If the parts composing an individual become greater or less, but in such a proportion that they all keep the same ratio of motion and rest to each other as before, then the individual will likewise retain its nature, as before, without any change of form. (E IIL5)
If we compare the later account of ratio and proportion in the Ethics with the earlier one of the Short Treatise on God, Man, and his Wellbeing we find two things. First, the Ethics includes within thinking features of proportion that had been attributed to the body alone in the early work. Second, the Ethics account characterises the infinity of Nature (and not just the particulars within it) in terms of ‘proportion’, namely, as an ordered and nested infinite system composed of subsystems. Spinoza has introduced the homeodynamic force of proportion that maintains the individuality – identity and persistence – of bodies in the Short Treatise into his accounts of the operations of the mind in the Ethics. And he has rethought embodied infinite Nature in the terms that he had formerly reserved for the coherence of singular bodies.
The maintenance in each of us and in all things great and small of a dynamic and unique individual equilibrium of motion and rest is captured by Spinoza in the notion of maintaining a ratio, a thing's proportion.

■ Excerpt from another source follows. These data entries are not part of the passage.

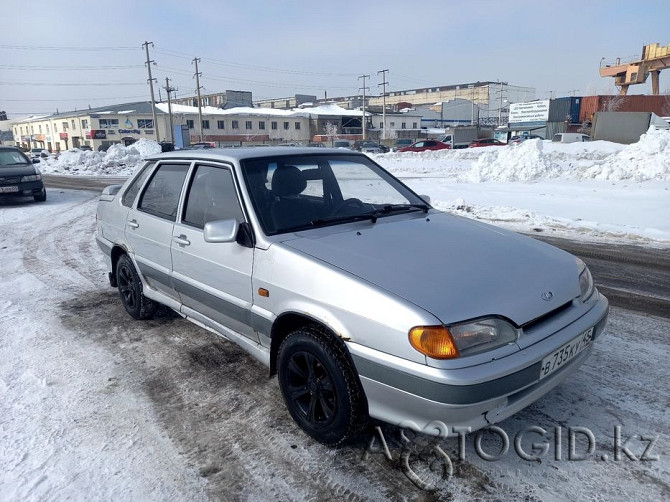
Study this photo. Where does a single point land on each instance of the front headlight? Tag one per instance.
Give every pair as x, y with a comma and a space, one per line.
586, 287
441, 342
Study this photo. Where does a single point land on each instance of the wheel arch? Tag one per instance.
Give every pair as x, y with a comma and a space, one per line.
288, 322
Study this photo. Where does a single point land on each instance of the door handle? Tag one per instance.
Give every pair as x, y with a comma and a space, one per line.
182, 240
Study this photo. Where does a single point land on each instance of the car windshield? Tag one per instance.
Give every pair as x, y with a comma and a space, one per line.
12, 158
292, 193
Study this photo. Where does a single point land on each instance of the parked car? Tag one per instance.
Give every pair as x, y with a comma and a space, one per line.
333, 273
401, 143
38, 153
422, 146
368, 146
486, 142
342, 143
19, 177
523, 137
570, 137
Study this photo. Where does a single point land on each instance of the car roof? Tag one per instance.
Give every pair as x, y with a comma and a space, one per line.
237, 154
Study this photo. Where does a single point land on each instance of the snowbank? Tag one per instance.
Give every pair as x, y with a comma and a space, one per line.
119, 160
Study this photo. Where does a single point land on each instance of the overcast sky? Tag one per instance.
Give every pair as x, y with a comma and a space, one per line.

In the early Short Treatise Spinoza had attributed this dynamic self-preservation to the body alone, mind merely passively figuring the dynamic of the body. In the later Ethics, however, mind has come to be understood in the proto-biological terms formerly reserved for body alone. For here, the self-maintenance and self-ordering energy of the individual body, its ratio, has come to include and be identified as well with a life-sustaining desire for mental self-perpetuation and self-furtherance – the conatus of the mind. In the Ethics Spinoza offers an account of thinking as a dynamic, ongoing, and integrative mental activity which has various degrees of well-functioning, so that he comes to biologise the mind more fully as he accounts for its functioning in the homeodynamic terms of ratio that he proposed for the singular body alone in the early dualistic theory of the Short Treatise. Ratio in the Ethics has come to be invoked to account for both the individuality and coherence of particular bodies and also for their expansion within nested larger extensional organisations or systems to infinity.